2. The Supreme Court. Pot used for cancer pain relief—bad. Homes seized to build office parks and strip malls—good?

22. Anyone who uses steroids to make themselves seem better than they actually are. And, by "anyone," I mean anyone. Baseball players and Congressmen both.

15. Ann Coulter knockoffs. If you're going to act like Ann Coulter, at least be Ann Coulter. I can't take Monica Crowley anymore. Every time she talks, it's like an ostrich reading from Richard Nixon's memoirs.

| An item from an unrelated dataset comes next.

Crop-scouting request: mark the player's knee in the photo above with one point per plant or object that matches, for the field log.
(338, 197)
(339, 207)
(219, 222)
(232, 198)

20. Kids who wear Che Guevara t-shirts. Seriously. Do you even know who Che Guevara is?

5. People who use "freedom" as a synonym for "victory." I realize the words belong together sometimes, but that doesn't mean they're one and the same. Imagine we took this principle off the battlefield and used it in sports. Would you say the '96 Bulls defended their freedom 72 times and lost their freedom 10 times? Me neither. Stop being ridiculous. I love America.

25. Hillary Clinton. I haven't heard too much from her lately, but I'm pretty sure she's still screwing up the country somehow.

21. Pro-lifers and pro-choicers. A hundred years from now, America's outerspace alien conquerors are going to look back and say, "Wow, those people actually sat around debating when to kill babies." Doesn't anyone else realize how weird this is?

7. Best-selling author Bernard Goldberg. Unless you think a list of people "screwing up America" is somehow good for America.

6. Jonathan David Morris. At least I'm trying to screw up America. Which is more than I can say for some other folks I know.